He is known for favouring circular designs in the classical style. There are two known surviving examples of his work in the United Kingdom. These are a circular villa built on Belle Isle, Windermere’s largest island, and Street Mary on Paddington Green Church, which was designed in the shape of a Greek Cross and constructed between 1788 and 1791. A third property, The Round House in Romford, Essex, constructed between 1792-1794, has also been attributed to Plaw.
John Plaw began his apprenticeship with a London bricklaying company in 1759.

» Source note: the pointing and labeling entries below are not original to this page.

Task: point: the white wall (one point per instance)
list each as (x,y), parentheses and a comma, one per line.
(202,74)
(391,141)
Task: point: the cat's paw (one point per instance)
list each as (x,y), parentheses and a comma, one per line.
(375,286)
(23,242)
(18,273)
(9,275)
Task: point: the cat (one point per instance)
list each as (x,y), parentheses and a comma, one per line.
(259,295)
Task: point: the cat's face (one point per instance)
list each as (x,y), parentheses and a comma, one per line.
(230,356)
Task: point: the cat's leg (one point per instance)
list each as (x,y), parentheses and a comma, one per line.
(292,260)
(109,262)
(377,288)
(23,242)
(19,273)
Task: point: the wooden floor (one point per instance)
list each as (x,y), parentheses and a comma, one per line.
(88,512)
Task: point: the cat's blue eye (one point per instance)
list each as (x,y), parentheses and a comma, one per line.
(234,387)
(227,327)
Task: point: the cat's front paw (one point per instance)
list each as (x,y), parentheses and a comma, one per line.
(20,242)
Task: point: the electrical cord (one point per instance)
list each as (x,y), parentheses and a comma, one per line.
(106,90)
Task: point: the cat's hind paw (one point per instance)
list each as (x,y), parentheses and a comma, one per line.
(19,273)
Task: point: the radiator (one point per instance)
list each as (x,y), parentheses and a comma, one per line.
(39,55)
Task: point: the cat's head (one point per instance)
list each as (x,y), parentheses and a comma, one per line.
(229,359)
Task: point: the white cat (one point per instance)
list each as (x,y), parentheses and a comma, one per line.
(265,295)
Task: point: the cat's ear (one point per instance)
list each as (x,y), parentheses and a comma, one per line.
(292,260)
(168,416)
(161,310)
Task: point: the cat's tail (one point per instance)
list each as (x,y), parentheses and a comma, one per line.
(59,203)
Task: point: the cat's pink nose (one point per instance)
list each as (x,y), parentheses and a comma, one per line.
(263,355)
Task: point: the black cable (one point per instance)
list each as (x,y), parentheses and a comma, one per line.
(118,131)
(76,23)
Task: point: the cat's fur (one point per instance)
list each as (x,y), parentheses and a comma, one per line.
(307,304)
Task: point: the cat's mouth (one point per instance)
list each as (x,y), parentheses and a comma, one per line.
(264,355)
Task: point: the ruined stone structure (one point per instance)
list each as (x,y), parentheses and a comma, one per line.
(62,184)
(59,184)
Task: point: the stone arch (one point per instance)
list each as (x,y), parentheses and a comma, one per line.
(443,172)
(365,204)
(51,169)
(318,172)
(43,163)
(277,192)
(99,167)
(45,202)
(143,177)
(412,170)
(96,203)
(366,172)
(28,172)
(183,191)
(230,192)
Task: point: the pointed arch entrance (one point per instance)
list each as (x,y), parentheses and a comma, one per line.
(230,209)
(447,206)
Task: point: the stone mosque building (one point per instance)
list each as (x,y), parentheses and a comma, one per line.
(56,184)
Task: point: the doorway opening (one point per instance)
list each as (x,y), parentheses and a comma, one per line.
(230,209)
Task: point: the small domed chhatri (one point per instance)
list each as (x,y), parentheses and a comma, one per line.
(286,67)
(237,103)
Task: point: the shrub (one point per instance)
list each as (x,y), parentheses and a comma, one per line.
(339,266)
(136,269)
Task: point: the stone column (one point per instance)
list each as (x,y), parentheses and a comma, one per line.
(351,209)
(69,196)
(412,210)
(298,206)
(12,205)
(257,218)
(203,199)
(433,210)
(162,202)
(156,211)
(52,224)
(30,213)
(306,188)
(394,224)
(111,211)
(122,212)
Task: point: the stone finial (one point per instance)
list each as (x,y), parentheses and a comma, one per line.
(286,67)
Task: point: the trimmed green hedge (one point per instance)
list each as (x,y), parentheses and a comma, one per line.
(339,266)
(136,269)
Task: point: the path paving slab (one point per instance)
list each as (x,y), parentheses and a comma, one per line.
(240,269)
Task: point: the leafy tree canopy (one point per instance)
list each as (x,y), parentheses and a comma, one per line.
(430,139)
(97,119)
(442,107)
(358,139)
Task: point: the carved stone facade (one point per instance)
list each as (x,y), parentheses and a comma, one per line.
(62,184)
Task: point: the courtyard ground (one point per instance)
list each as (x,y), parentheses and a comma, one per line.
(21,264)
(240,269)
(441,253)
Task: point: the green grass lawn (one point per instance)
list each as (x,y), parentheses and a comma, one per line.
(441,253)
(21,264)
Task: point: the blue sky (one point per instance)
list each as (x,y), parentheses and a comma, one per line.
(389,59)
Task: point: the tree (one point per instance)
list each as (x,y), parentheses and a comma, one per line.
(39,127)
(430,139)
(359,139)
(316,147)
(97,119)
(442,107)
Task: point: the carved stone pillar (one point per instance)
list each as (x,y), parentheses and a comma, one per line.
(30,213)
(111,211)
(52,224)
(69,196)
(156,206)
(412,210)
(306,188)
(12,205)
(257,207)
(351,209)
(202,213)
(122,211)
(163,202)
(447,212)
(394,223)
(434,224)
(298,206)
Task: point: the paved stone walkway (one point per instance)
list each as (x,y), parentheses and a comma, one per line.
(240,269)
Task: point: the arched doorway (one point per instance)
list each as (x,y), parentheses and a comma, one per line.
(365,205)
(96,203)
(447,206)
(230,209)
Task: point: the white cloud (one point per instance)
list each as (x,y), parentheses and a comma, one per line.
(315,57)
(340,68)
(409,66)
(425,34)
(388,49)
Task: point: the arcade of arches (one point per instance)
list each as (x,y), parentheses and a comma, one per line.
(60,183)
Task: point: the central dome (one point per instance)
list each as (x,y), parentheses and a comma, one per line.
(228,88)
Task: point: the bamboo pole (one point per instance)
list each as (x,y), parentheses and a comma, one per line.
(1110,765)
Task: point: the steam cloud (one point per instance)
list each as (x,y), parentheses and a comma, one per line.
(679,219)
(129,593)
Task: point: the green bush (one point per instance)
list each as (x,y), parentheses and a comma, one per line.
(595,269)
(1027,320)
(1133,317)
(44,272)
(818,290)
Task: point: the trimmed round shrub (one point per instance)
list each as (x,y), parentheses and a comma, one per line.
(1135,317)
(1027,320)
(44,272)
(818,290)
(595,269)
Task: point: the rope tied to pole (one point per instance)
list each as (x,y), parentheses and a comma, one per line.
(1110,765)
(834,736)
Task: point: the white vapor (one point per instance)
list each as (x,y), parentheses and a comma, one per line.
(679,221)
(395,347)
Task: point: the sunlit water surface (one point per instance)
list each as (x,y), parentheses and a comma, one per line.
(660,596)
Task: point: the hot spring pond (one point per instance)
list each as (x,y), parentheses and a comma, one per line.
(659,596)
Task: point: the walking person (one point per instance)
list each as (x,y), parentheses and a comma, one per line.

From 1775 – a year after completing plans for the villa on Belle Isle – he was exhibiting architectural drawings at the Royal Academy of Arts. In the 1790s Plaw found work in Southampton and the Isle of Wight designing the military barracks which became the offices of the Ordnance Survey as well as nearby housing.
In 1807 he and his family emigrated to Prince Edward Island where he submitted proposals for a jail, a courthouse, a market building and a commercial building. The courthouse and market building were completed, however neither still stands today.
John Plaw is largely remembered for three successful pattern books, ‘Rural Architecture.
Or Designs from the Simple Cottage to the Decorated Villa ’, ‘Ferme Ormee or Rural Improvements’ and ‘Sketches for Country Houses, Villas, and Rural Dwellings’. All three books are still in print today.